Optimization of Tree-like Support for Titanium Overhang Structures Produced via Electron Beam Melting

Abstract

Support structures play a significant role in all additive manufacturing (AM) processes. The type of supports, as well as their size, placement, and other characteristics, greatly determine how effectively and efficiently the AM process works. In order to reduce the amount of material and post-processing requirements, tree-like support structures are revolutionary support structures that have so far been employed in polymer AM and have shown good performance. However, they have not yet been investigated for metal AM processes. Therefore, this study aims to propose and optimize the tree-like support structures for additively manufactured metal (Ti6Al4V) overhangs. The overhang specimens are fabricated using Electron Beam Melting (EBM) with a variety of design and process parameters.
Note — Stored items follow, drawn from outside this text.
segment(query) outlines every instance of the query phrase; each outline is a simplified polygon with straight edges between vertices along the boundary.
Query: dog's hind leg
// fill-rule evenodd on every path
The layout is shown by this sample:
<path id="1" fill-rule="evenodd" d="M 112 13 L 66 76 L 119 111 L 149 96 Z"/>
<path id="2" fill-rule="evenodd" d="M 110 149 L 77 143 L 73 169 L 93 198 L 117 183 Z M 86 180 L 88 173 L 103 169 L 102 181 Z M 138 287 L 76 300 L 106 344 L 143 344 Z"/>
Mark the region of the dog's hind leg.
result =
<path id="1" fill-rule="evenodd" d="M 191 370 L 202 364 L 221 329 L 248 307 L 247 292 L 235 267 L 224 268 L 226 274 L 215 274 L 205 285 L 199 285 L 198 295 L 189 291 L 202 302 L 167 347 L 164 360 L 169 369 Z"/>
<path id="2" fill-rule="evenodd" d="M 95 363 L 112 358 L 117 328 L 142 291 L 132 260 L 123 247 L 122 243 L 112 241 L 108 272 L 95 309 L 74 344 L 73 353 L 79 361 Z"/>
The effect of design and process structure parameters on the performance of the support is evaluated and optimized experimentally. MOGA-ll is used to perform multi-objective optimization. The results have shown the feasibility of using tree-like support structures in metal AM. The findings of this study demonstrate how important it is to choose the proper minimum distance between rows in order to reduce support volume and support removal time. Furthermore, the most crucial factors in limiting the overhang deviation are the beam current and beam scanning speed. Additionally, the data demonstrate that lowering the beam current and raising the beam scanning speed significantly reduce deformation. Consequently, it is critical to find the right balance between beam current, beam scanning speed, minimum spacing between rows, and branch top diameters that can produce the lowest support volume, lowest support removal time, and least amount of deformation.